23 Een rund of een schaap, dat vergroeid of verschrompeld is, moogt ge als vrijwillige gave brengen; maar als gelofteoffer zou het niet welgevallig zijn.
A bullock and a sheep that hath a member too long or too short, that mayest thou offer as a voluntary offering; but as a vow it shall not be accepted.
24 Een dier, dat door wrijven, pletten, uitrukken of snijden ontmand is, moogt ge niet aan Jahweh offeren. In uw eigen land moogt ge ze zo niet behandelen,
That which is bruised, or crushed, or broken, or cut shall ye not present to Jehovah; neither in your land shall ye do [the like].
25 maar ze ook niet van vreemden kopen, om ze uw God als spijs te offeren. Want ze zijn verminkt, en hebben een gebrek; ze zouden u niet ten goede komen.
Nor from the hand of the stranger shall ye present the bread of your God, of any of these; for their corruption is in them: a defect is in them; they shall not be accepted for you.
26 Jahweh sprak tot Moses:
And Jehovah spoke to Moses, saying,
27 Een kalf, een lam of een geit moeten na hun geboorte zeven dagen bij hun moeder blijven; eerst van de achtste dag af wordt het aangenomen als een welgevallig vuuroffer voor Jahweh.
An ox, or a sheep, or a goat, when it is brought forth, shall be seven days under its dam; and from the eighth day and thenceforth it shall be accepted for an offering by fire to Jehovah.
28 Een rund of een schaap moogt ge niet op dezelfde dag slachten als hun jong.
A cow, or sheep — it and its young shall ye not slaughter in one day.
29 Wanneer ge een dankoffer aan Jahweh brengt, moet ge het zo offeren, dat het u ten goede komt.
And when ye sacrifice a sacrifice of thanksgiving to Jehovah, ye shall sacrifice it for your acceptance.
30 Op dezelfde dag moet het worden gegeten, en ge moogt er niets van tot de volgende morgen bewaren. Ik ben Jahweh!

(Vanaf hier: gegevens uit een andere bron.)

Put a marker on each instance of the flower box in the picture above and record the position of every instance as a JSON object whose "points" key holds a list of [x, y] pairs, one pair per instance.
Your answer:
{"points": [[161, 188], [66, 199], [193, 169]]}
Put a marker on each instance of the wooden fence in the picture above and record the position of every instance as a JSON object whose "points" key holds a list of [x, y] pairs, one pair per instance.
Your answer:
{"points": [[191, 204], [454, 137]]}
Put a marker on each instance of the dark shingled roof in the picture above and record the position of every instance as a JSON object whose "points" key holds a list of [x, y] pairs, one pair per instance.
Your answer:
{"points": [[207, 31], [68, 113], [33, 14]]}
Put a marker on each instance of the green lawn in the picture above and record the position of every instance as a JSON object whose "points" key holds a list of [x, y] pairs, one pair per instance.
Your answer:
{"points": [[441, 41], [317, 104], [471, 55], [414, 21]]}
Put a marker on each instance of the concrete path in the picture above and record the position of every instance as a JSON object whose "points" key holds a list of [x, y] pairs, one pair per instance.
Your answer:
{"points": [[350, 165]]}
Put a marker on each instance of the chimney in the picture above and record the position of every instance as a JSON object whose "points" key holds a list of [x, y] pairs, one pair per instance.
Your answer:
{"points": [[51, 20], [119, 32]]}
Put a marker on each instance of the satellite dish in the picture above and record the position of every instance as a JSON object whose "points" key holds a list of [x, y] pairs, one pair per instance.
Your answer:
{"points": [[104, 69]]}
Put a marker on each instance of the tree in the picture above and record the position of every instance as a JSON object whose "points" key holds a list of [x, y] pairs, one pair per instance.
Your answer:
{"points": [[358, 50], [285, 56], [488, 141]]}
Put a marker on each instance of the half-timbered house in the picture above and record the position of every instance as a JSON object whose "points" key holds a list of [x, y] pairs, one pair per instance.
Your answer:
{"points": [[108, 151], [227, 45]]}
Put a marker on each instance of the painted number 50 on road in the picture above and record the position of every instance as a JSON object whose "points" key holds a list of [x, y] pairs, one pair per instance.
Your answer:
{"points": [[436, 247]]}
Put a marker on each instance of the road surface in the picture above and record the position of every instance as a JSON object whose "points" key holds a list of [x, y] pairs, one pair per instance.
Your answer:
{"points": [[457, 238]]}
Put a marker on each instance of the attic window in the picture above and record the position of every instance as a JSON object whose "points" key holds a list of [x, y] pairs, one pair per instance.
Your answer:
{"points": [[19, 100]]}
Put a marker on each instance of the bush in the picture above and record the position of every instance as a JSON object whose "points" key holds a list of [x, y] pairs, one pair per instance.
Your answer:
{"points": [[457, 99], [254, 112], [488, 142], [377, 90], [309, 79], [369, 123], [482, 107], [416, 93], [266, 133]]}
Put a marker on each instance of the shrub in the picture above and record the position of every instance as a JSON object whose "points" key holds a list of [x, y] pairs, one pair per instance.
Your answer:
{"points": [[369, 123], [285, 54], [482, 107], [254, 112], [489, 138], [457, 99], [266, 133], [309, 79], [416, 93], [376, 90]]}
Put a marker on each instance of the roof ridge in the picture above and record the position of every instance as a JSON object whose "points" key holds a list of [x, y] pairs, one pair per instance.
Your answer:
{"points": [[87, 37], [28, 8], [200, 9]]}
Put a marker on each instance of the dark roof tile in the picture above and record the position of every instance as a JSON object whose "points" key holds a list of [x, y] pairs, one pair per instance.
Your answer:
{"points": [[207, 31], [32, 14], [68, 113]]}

On that day shall it be eaten: ye shall leave none of it until morning: I am Jehovah.
31 Onderhoudt dus mijn geboden en handelt er naar. Ik ben Jahweh!
And ye shall observe my commandments and do them: I am Jehovah.
32 Ontwijdt mijn heilige Naam niet. Ik wil onder Israëls kinderen als heilig worden vereerd. Ik ben Jahweh, die u heilig,
And ye shall not profane my holy name; but I will be hallowed among the children of Israel: I am Jehovah who do hallow you,
33 en die u uit Egypte heb geleid, om uw God te zijn. Ik ben Jahweh!
who brought you out of the land of Egypt, to be your God: I am Jehovah.